On May 4, 2020, a rupture occurred on Line 10, a 30-inch natural gas pipeline that makes up part of the Texas Eastern natural gas pipeline system in Fleming County, Kentucky. There have been no reported injuries or damaged structures as a result of the rupture. Texas Eastern crews are on site and have secured the area. The impacted section of pipe was shut-in following the incident and remains isolated. The National Transportation Safety Board has assumed control of the site and is working with the Pipeline and Hazardous Materials Safety Administration and Enbridge to investigate.  
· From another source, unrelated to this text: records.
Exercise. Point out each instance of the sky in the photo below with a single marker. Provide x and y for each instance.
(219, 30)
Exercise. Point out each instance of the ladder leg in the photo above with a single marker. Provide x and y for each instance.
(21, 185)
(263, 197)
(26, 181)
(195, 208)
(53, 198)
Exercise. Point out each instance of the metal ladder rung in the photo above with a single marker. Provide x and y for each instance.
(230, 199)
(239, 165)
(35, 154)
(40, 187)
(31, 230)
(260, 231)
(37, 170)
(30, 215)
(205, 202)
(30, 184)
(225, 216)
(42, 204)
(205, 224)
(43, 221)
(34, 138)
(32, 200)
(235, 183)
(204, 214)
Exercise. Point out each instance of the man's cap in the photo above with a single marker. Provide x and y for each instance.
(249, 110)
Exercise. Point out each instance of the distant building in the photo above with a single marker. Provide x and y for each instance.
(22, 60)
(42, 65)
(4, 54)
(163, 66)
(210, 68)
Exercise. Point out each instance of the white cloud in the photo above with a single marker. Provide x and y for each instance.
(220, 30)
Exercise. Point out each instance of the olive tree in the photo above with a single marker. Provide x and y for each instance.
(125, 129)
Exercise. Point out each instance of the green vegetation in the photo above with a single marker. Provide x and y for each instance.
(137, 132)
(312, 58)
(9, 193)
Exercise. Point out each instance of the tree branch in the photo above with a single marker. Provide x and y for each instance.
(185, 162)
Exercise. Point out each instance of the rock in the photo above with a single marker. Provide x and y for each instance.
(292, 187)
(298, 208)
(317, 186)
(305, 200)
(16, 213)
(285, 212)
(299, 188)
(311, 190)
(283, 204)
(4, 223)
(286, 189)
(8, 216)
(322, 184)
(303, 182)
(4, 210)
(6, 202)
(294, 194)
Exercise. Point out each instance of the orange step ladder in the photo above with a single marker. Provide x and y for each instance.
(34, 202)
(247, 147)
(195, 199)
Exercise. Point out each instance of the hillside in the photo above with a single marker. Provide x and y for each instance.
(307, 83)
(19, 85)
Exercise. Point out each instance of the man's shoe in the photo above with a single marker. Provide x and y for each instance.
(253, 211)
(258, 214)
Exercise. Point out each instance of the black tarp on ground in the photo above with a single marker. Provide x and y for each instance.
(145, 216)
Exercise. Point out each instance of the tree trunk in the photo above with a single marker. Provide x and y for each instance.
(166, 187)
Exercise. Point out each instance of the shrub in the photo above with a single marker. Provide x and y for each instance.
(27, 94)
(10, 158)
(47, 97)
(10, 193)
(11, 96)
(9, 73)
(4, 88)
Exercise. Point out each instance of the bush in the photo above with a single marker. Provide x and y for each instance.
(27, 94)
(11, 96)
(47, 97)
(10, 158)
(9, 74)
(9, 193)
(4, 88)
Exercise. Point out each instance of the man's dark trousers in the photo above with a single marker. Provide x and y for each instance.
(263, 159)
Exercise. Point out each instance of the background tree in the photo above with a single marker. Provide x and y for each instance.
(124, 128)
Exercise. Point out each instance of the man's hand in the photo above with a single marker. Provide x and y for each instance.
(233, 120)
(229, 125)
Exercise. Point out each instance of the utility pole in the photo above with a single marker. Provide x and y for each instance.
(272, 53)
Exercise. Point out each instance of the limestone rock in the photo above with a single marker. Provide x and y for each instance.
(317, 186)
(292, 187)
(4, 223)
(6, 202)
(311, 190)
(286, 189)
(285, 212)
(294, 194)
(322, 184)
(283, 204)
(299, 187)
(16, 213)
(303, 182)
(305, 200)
The spread of the COVID-19 pandemic has caused significant volatility in Canada, the United States and international markets. We continue to monitor the impact of the COVID-19 pandemic, reduced crude oil demand and reduced commodity prices on our results of operations. These demand effects coincided with decisions by various global producers, including the Organization of Petroleum Exporting Countries and other oil producing nations (OPEC+) to increase global production levels, putting severe downward pressure on prices. As a result, prices of crude oil, natural gas, natural gas liquids and other commodities whose prices are highly correlated to crude oil have decreased substantially. Given the many outstanding questions as to the length and depth of the COVID-19 pandemic and the current low commodity price environment, the impact on us is uncertain; however, it is possible that they may have an adverse impact on our business and results of operations in the future.